Ero al mare con i miei genitori, in Sicilia. Ero piccola, forse avevo tre anni. Passeggiavo sul bagnasciuga. Ero abituata a pensare che i miei genitori fossero sempre lì dietro di me e procedevo tranquilla. Ad un certo punto mi girai e loro non c’erano, ero sola. Ricordo che non mi interessava: vidi poco lontano la postazione del bagnino, quell’omino chiuso dentro la sua scatolina là in alto. Andai da lui, senza timore, e dissi più volte: «Mi sono persa». Non dissi il mio nome, ma per fortuna era scritto sulla mia maglietta e così lui chiamò i miei dall’altoparlante. Per tutto il tempo, non ebbi mai paura.
Mi sono successe altre esperienze simili, da grande: momenti di spaesamento. Ho faticato molto in una scuola che non mi piaceva, ho avuto un incidente in motorino, mi sono persa a Tor Vergata durante il Giubileo del 2000, ho perso la mia mamma pochi anni fa. Ci sono stati molti intoppi nella mia vita e allora sì, ho avuto paura.
E ho capito che quando sei bambina, nulla ti spaventa. È quando cresci che cominci ad aver paura di tutto.
Per fortuna, una parte di me è rimasta bambina. La mente ritorna a quando la maestra Vanna mi portava alle giostre a Bibbiano. Ricordo i pomeriggi passati con le mie bambole al negozio di alimentari dei miei, a Cavriago. Mi arrampicavo sulla lunga scala che conduceva al soppalco per passare il tempo a giocare e immaginare tra me e me.
Forse è così che ho cominciato a raccontare delle storie. Dopo il lavoro amo passare il tempo alla Biblioteca Panizzi nella sezione ragazzi e un po’ per caso mi sono ritrovata a scrivere favole per bambini. Spero di pubblicare presto il mio primo libro.

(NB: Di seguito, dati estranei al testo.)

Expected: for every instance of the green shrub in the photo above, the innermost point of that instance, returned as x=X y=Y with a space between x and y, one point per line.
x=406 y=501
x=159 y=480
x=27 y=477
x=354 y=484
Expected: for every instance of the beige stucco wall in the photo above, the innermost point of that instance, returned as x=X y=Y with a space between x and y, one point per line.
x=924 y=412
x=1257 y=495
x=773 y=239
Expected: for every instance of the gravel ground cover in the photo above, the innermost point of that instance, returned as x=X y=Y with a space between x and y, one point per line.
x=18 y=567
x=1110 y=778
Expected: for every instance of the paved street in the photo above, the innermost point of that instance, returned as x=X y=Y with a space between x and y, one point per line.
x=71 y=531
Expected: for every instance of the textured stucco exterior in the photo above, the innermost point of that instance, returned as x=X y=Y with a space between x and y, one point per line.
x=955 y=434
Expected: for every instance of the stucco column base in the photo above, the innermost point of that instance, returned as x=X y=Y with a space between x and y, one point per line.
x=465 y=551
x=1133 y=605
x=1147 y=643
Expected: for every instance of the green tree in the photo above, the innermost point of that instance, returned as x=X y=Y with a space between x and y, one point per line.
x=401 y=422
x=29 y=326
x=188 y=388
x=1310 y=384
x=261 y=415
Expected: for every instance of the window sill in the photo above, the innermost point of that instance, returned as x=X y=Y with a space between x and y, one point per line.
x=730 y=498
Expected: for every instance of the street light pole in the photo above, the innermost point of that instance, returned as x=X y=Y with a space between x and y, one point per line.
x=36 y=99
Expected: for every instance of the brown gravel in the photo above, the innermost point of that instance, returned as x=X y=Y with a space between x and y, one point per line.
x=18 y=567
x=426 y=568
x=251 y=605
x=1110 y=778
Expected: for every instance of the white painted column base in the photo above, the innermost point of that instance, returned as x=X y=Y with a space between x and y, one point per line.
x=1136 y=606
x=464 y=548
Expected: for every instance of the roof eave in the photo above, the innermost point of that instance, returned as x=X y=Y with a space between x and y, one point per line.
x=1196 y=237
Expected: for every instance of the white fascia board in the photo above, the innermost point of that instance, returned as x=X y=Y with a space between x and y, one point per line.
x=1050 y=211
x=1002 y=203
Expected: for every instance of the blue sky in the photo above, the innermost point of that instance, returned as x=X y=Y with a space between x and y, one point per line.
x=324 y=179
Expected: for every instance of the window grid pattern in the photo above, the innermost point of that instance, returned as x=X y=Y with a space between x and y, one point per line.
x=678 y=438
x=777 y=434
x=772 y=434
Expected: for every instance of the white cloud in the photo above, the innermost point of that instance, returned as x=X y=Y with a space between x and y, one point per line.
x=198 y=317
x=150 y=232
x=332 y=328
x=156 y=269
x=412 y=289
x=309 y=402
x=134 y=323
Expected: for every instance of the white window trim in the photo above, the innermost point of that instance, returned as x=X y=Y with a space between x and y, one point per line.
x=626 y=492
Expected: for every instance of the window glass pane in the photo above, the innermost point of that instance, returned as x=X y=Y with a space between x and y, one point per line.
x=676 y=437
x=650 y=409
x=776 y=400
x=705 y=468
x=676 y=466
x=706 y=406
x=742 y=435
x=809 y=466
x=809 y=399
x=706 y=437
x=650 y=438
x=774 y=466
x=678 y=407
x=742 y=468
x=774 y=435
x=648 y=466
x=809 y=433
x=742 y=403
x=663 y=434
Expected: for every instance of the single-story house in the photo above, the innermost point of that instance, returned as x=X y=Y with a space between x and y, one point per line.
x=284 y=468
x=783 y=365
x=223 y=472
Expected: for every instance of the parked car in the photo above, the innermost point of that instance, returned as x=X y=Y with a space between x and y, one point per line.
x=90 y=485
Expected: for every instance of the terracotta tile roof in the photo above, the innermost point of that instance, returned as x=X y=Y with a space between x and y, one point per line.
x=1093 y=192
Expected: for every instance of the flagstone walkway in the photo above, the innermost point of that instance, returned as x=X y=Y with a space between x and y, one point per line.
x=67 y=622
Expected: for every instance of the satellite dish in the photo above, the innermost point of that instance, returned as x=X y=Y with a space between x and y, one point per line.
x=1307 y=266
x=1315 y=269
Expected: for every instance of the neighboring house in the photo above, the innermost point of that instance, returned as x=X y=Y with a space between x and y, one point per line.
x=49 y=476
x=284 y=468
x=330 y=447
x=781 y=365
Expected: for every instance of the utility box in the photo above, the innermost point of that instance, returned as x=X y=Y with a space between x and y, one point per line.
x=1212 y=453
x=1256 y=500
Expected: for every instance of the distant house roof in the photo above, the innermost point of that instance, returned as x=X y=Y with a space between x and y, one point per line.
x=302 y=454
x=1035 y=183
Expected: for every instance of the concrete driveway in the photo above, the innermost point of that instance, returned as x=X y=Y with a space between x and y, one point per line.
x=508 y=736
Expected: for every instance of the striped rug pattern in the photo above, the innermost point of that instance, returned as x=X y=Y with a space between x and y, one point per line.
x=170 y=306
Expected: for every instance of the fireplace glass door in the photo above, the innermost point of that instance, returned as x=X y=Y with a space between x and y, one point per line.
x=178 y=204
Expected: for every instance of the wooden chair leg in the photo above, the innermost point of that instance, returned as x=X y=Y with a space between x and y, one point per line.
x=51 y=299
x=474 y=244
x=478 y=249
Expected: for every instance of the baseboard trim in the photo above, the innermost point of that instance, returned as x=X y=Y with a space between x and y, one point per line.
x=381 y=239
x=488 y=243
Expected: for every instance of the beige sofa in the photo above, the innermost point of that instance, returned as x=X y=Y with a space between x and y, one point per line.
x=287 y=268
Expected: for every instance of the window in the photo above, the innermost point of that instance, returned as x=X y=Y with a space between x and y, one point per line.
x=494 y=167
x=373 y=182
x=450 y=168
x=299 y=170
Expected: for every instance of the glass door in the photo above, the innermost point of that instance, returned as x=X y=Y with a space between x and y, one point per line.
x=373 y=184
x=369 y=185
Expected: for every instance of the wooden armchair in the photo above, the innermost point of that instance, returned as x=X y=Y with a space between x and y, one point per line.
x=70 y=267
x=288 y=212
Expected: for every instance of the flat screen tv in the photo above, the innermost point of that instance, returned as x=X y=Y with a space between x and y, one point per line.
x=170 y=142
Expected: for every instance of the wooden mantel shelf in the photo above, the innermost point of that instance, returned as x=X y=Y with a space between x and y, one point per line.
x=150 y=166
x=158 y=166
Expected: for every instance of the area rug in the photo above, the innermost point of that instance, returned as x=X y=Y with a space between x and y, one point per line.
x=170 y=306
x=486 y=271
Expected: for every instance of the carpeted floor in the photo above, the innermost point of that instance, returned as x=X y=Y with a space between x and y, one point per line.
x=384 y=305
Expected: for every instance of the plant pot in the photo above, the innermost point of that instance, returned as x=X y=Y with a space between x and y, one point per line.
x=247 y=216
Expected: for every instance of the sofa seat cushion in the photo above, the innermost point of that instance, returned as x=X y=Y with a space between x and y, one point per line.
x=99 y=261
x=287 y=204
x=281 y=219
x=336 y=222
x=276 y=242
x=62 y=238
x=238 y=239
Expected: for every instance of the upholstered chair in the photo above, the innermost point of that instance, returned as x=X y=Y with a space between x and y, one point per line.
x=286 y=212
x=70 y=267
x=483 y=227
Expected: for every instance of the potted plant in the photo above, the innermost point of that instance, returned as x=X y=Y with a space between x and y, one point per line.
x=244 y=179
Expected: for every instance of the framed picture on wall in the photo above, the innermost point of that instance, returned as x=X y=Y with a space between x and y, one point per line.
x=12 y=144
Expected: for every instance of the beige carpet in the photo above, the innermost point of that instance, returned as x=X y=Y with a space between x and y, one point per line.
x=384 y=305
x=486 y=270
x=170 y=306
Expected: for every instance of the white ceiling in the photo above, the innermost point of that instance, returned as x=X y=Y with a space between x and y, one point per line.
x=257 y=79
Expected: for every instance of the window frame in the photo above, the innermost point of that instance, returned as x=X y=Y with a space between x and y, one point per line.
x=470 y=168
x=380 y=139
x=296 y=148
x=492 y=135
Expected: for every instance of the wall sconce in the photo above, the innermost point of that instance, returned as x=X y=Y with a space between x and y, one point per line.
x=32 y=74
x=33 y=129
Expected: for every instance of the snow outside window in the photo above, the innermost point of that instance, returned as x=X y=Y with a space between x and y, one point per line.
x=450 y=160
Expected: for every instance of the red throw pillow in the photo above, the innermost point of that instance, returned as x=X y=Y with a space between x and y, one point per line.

La vita mi mette sempre davanti nuove sfide, nuove cose di cui avere paura. Dopo l’esperienza al CTO ho imparato che cosa significa lavorare e ho iniziato davvero a badare a me stessa. I miei genitori mi hanno sostenuta, ma ho dovuto cavarmela da sola per diventare indipendente. Ho imparato a prendere l’autobus, a non perdermi e a non fare tardi al lavoro, sono andata a vivere da sola, pagandomi le bollette.
La paura ha bussato di nuovo alla mia porta quando la mamma è mancata. Avevo già perso altre persone in famiglia, ma questo è stato un colpo enorme. Ero al lavoro quando l’ho saputo. Non potevo crederci e ho iniziato a piangere davanti a tutti. Pensavo che senza la mamma non mi sarebbe importato più di niente, neanche del lavoro e di tutto il resto. Nulla contava se lei non era più con me.
Ho passato un periodo molto buio, ho dovuto allontanarmi da tutto. Con il tempo però le cose sono migliorate, pian piano la ferita ha iniziato a rimarginare.
Adesso desidero ripristinare le autonomie che avevo acquisito nella mia vita e che in parte ho perso. Da quando la mamma non c’è più sono tornata a vivere con mio papà: il nostro rapporto non è sempre perfetto, ma siamo presenti l’uno per l’altra. Ho portato con me il mio gatto Simba – prendermi cura di lui mi ha aiutato molto a responsabilizzarmi quando vivevo sola. Voglio continuare ad accudire mio papà e a fare la brava bambina, ma ho anche bisogno del mio spazio.
Ci sono sempre molte cose di cui avere paura e di cui preoccuparsi, nella vita. Forse è il prezzo da pagare per raggiungere i propri obiettivi. Il mio segreto è affrontare le difficoltà subito e non vergognarmi mai di chiedere aiuto quando ho bisogno.
Qualcosa che mi manca? Non la gentilezza, non la dolcezza, non la sensibilità verso le persone care. Qualcuno al mio fianco, questo sì. Inizio a sentire l’esigenza di condividere la vita con una persona a cui volere bene: ancora non è arrivato, ma se ho pazienza, raggiungerò anche questo traguardo.